Reputation: 35169
(Note: the following is using javascript flavored RegExen, in which . does not match newline, but [^] does.)
Imagine I have this text:
chaff more chaff START PATTERN more chaff
chaff more chaff START PATTERN juicy stuff
juicy stuff juicy stuff END PATTERN chaff
chaff START PATTERN more juicy stuff more
juicy stuff END PATTERN
... and I want a RegEx with a global flag (g) that captures the juicy stuff. Specifically, I want the first match to be
START PATTERN juicy stuff
juicy stuff juicy stuff END PATTERN
and the second match to be
START PATTERN more juicy stuff more
juicy stuff END PATTERN
The fly in the ointment is that first START PATTERN. I've spent some time in regex101.com (an awesome tool for those that don't know it), and this one does not work:
/(?:START PATTERN[^]+)?(START PATTERN[^]+END PATTERN)/?
It captures the second group ("more juicy stuff") but not the first.
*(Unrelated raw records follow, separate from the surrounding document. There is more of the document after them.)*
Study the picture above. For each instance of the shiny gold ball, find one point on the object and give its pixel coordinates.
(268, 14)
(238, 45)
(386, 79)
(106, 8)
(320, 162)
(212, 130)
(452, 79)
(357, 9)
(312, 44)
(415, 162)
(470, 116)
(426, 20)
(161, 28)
I've also tried various combinations of negative lookahead, but without success.
Ideas?
Upvotes: 3
Views: 59
Reputation: 626853
You need a tempered greedy token:
START PATTERN(?:(?!(?:START|END) PATTERN)[^])*END PATTERN
^^^^^^^^^^^^^^^^^^^^^^^^^^^^^^^^^
See the regex demo.
The (?:(?!(?:START|END) PATTERN)[^])*
is called a tempered greedy token because the greedy *
quantifier is tempered with a negative lookahead. Inside the lookahead we list all the patterns that we do not want to match up to the trailing delimiter.
Note you can add more precision by adding word boundaries if you plan to match literal words START
and END
:
\bSTART PATTERN\b(?:(?!\b(?:START|END) PATTERN)[^])*\bEND PATTERN
Note that to make it more efficient, we can unroll it:
START PATTERN[^ES]*(?:S(?!TART PATTERN)[^ES]*|E(?!ND PATTERN)[^ES]*)*END PATTERN
See another demo
Upvotes: 2